Abstract

The aim of this study is to determine the patterns of mortality from cardiac-cerebral vascular disease (CCVD) and how they relate to cosmophysical factors over a six-year span. The daily number of deaths recorded in Chengdu over 2192 consecutive days (2007–2012), together with several factors related to solar activity (SA), geomagnetic activity (GMA), and the interplanetary magnetic field, were analyzed by the extended cosinor to estimate the parameters of major cycles characterizing each variable. Estimates of their respective periods with a measure of uncertainty serve to find coperiodisms (i.e. shared rhythms). The results show that mortality of cardiovascular diseases (CVD) and CCVD on days of GMA in quiet level was relatively higher on days of GMA in unsettled level.

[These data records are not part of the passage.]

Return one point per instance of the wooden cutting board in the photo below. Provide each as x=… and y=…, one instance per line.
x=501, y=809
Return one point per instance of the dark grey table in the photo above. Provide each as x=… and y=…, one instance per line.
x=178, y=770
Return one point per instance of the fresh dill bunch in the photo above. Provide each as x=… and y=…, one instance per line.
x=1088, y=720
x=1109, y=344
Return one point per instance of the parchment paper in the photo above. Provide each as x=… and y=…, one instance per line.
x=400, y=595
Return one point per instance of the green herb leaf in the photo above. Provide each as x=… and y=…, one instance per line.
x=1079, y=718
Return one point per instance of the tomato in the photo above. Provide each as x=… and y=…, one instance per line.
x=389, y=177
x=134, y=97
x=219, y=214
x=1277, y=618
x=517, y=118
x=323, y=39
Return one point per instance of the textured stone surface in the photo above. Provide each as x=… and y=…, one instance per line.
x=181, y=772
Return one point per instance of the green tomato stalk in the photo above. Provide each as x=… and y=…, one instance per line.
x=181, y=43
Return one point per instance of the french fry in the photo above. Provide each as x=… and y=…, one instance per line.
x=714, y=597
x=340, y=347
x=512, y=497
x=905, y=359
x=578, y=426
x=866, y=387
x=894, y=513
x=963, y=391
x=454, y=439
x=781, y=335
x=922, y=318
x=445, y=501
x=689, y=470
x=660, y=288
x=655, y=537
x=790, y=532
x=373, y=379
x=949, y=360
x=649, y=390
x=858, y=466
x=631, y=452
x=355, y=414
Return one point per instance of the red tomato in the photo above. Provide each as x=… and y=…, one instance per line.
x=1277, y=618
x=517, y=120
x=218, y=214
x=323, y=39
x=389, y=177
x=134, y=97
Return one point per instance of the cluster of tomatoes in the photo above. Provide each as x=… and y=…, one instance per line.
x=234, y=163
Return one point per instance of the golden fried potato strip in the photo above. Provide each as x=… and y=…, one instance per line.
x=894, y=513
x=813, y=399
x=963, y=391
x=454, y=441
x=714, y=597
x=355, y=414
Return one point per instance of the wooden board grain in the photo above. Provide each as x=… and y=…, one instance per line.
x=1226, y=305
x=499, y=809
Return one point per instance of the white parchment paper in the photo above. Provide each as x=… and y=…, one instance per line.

Whereas mortality data are characterized by a one-year synchronized component, most GMA and SA indices have periods differing from precisely one year. A half-year cycle is shared by almost all SA, GMA, and mortality variables with 95% confidence interval of the period covering 0.5 year. A transyear cycle (about 1.3 years) is found for all mortality data and many of the environmental variables. A cis-half-year (about 0.43 year) is shared between mortality from CCVD and flow pressure, sunspot numbers and storm-time variation. These results suggest the presence of complex temporal relations between patterns of CCVD mortality and cosmophysical activity.